Archbishop Mouneer Anis, primate of Jerusalem and the Middle East, is requesting prayers from Anglicans worldwide following today’s clashes in Egypt, which resulted in the death of at least 150 people and the burning of churches and government buildings.
“Please pray that the situation will calm down, for wisdom and tact for the police and the army, for the safety of all churches and congregations, and that all in Egypt would be safe,” said Anis in a statement.
Violent clashes erupted in various Egyptian cities after riot police tried to clear two camps set up in Cairo by protesters demanding the reinstatement of deposed president Mohammed Morsi. The first democratically-elected head of state in Egypt, Morsi was ousted in a July 3 coup and replaced with a military-backed interim government. His ouster came after hundreds of thousands protested his move to grant himself unlimited powers shortly after his election.
Egypt’s Interim President Adly Mansour has declared a month-long state of emergency, according to the Associated Press.
Anis said that as he was writing the statement, he received reports that St. Saviour’s Anglican Church in Suez, a seaport city located in north-eastern Eygpt, was under heavy attack from Morsi supporters.
The priest in charge, Rev. Ehab Ayoub and his family, a lay minister and a guard narrowly escaped harm “after a mob armed with rocks and petrol bombs were kept out of his church building by steel window bars,” the Anglican Communion News Service (ACNS) also reported. They were trapped for hours, until an army came with tanks and personnel and rescued them, it added.
A Catholic church in Suez and Orthodox churches in Menyia and Suhag in Upper Egypt also came under attack, said Anis.
In Canada, Foreign Minister John Baird has issued a statement expressing concern about the violence in Egypt and calling on both sides “to avoid violence” and to “immediately sit down together, reconcile their differences and work tirelessly to halt this deadly standoff.” Baird also urged all Egyptians “to show restraint and resolve in the coming days.”
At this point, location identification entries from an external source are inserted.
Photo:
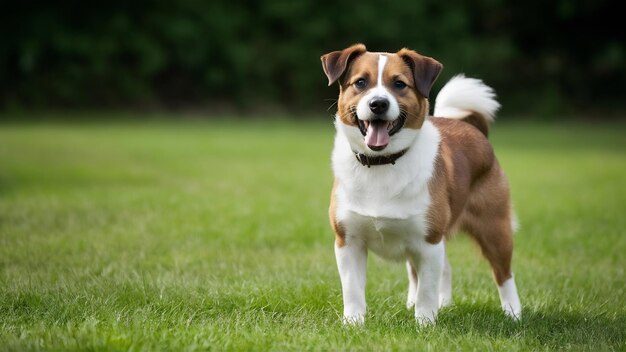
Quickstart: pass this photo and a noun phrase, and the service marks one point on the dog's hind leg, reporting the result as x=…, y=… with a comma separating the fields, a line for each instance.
x=429, y=260
x=412, y=295
x=445, y=286
x=491, y=226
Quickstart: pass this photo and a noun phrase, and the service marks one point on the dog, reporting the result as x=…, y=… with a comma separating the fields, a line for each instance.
x=405, y=181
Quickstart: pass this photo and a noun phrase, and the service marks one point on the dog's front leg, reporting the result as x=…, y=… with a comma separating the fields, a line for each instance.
x=352, y=265
x=430, y=259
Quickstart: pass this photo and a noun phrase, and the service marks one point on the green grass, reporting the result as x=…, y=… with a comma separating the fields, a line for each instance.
x=189, y=235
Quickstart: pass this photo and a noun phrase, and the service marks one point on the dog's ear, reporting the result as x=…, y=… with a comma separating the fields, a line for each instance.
x=425, y=70
x=336, y=62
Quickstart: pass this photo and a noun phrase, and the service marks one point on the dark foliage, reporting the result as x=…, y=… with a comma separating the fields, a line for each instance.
x=251, y=53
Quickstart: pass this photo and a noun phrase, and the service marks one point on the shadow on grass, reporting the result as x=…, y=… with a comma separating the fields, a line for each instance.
x=548, y=328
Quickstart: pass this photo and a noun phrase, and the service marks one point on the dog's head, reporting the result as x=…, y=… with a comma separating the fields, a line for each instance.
x=382, y=96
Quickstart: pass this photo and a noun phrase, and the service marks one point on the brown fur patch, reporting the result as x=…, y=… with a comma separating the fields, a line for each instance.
x=470, y=190
x=340, y=236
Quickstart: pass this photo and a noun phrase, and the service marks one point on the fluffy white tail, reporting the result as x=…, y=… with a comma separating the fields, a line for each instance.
x=462, y=97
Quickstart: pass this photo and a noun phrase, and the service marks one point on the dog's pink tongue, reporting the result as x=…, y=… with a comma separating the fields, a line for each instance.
x=377, y=134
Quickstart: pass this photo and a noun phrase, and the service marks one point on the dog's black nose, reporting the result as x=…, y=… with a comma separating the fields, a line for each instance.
x=379, y=105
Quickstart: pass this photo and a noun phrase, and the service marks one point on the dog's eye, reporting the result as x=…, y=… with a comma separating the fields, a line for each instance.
x=399, y=84
x=360, y=83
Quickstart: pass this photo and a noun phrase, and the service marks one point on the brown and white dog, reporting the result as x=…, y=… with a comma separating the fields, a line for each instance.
x=405, y=181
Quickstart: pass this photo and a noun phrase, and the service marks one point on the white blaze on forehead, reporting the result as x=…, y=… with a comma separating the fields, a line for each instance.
x=382, y=61
x=363, y=109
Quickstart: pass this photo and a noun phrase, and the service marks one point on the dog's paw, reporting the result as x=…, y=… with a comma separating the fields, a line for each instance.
x=410, y=303
x=354, y=320
x=445, y=301
x=513, y=313
x=425, y=317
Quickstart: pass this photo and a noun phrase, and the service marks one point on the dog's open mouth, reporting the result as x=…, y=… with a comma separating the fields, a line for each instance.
x=377, y=132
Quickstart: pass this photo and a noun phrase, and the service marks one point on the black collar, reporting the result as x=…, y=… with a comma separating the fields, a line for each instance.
x=368, y=161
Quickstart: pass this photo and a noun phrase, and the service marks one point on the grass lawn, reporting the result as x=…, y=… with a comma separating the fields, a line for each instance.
x=191, y=235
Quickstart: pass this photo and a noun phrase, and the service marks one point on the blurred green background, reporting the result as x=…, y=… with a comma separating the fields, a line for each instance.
x=548, y=57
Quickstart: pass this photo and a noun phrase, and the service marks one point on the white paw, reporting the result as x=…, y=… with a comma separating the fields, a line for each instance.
x=513, y=313
x=425, y=317
x=354, y=320
x=445, y=301
x=410, y=303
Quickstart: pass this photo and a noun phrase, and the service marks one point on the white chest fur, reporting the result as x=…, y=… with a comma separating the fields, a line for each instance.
x=386, y=205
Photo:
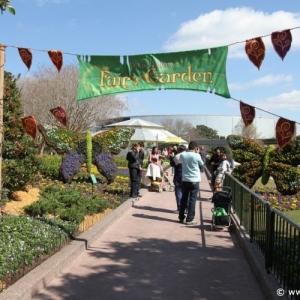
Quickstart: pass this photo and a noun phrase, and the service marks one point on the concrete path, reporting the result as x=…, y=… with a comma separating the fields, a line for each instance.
x=148, y=254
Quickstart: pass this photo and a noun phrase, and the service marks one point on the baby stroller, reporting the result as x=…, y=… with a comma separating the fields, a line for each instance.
x=156, y=177
x=169, y=182
x=222, y=200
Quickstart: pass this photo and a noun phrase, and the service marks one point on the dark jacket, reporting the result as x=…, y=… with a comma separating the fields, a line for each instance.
x=133, y=158
x=177, y=179
x=141, y=156
x=216, y=159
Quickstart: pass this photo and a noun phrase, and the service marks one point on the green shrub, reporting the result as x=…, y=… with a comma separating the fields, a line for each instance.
x=89, y=151
x=121, y=161
x=49, y=165
x=19, y=165
x=67, y=204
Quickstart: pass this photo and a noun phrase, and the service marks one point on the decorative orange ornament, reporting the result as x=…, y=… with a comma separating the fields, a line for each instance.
x=255, y=49
x=285, y=130
x=282, y=41
x=26, y=56
x=29, y=125
x=247, y=113
x=60, y=114
x=57, y=58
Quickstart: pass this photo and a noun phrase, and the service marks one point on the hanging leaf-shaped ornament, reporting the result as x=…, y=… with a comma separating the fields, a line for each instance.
x=282, y=41
x=57, y=58
x=26, y=56
x=255, y=49
x=285, y=130
x=248, y=113
x=29, y=125
x=60, y=114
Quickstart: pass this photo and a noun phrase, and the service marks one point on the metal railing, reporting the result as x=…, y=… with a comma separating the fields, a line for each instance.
x=274, y=234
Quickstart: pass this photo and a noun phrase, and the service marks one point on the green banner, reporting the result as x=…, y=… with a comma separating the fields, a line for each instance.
x=199, y=70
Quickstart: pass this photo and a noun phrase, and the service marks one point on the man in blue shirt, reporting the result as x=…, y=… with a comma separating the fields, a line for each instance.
x=191, y=162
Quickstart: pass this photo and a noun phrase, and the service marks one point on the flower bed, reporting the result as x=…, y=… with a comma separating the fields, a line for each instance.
x=278, y=201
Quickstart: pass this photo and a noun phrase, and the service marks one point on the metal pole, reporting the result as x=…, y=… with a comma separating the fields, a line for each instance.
x=2, y=59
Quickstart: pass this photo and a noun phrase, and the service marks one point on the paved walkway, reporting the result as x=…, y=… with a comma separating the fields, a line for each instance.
x=148, y=254
x=142, y=252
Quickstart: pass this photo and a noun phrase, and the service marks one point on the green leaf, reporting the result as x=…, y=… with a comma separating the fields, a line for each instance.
x=11, y=10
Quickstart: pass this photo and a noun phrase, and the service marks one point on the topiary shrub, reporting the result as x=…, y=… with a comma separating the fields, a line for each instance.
x=19, y=163
x=49, y=165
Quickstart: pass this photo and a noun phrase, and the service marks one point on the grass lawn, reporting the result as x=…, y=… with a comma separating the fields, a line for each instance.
x=294, y=215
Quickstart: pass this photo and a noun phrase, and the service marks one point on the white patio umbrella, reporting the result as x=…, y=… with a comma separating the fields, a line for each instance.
x=149, y=132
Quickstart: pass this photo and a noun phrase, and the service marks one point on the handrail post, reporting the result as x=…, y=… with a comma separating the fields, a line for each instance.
x=251, y=219
x=270, y=220
x=2, y=59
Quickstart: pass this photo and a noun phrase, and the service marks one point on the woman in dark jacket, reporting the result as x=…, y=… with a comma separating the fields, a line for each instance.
x=134, y=166
x=177, y=179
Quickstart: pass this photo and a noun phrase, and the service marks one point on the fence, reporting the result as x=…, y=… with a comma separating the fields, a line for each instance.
x=275, y=235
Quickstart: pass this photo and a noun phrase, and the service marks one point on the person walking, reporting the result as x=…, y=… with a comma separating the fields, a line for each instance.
x=177, y=179
x=215, y=161
x=139, y=178
x=191, y=178
x=220, y=173
x=134, y=166
x=203, y=154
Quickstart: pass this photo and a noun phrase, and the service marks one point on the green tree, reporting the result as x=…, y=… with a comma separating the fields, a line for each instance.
x=207, y=132
x=19, y=164
x=249, y=131
x=4, y=4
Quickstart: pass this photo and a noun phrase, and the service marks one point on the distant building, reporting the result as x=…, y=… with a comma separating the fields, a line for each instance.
x=224, y=125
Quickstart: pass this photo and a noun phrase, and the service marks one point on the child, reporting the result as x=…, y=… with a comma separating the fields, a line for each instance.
x=223, y=167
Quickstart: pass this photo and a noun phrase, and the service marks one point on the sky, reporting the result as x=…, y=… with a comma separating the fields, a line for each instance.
x=98, y=27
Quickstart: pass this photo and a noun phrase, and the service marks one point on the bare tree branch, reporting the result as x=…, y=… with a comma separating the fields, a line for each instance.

Canada “firmly believes that implementing a transparent democratic system that respects the voices of all Egyptians, including members of civil society and religious minorities, is the best way to restore calm and give all Egyptians a stake in the future stability and prosperity of their country,” added Baird.
Last month, Dr. Andrew Bennett, Canada’s Ambassador for Religious Freedom, issued a statement calling on Egyptian authorities to protect religious leaders from violence and intimidation. “The targeting of religious leaders is unacceptable,” said Bennett, who issued a statement after the shooting of Coptic Christian priest Mina Aboud Sharween near El Arish in Northern Sinai. “At this critical time in Egypt’s democratic transition, Canada will continue to support a pluralist democratic Egypt that protects the right of all Egyptians, regardless of faith, to live in peace.”
There have been conflicting reports about the nature of today’s crackdown against pro-Morsi supporters -predominantly from the Muslim Brotherhood – and the violence that ensued.
Anis said that prior to the crackdown, police and army had encouraged Morsi supporters, who had been in camps for six weeks, to “leave safely and go home.” While many protestors left, “others resisted… and started to attack the police,” he added. “The police and army were very professional in responding to the attacks, and they used tear gas only when it was necessary. The police then discovered caches of weapons and ammunition in these sites…”
Violent protests broke out in other cities shortly after the crackdown in Cairo, said Anis. Morsi supporters “have threatened that if they are dispersed from the current sites, they will move to other sites and continue to protest,” he added. “They also threatened to use violence.”
Pro-Morsi supporters claimed that police used live ammunition during the crackdown, a charge that Egypt’s Interior Ministry has denied.
– With files from the Anglican Communion News Service.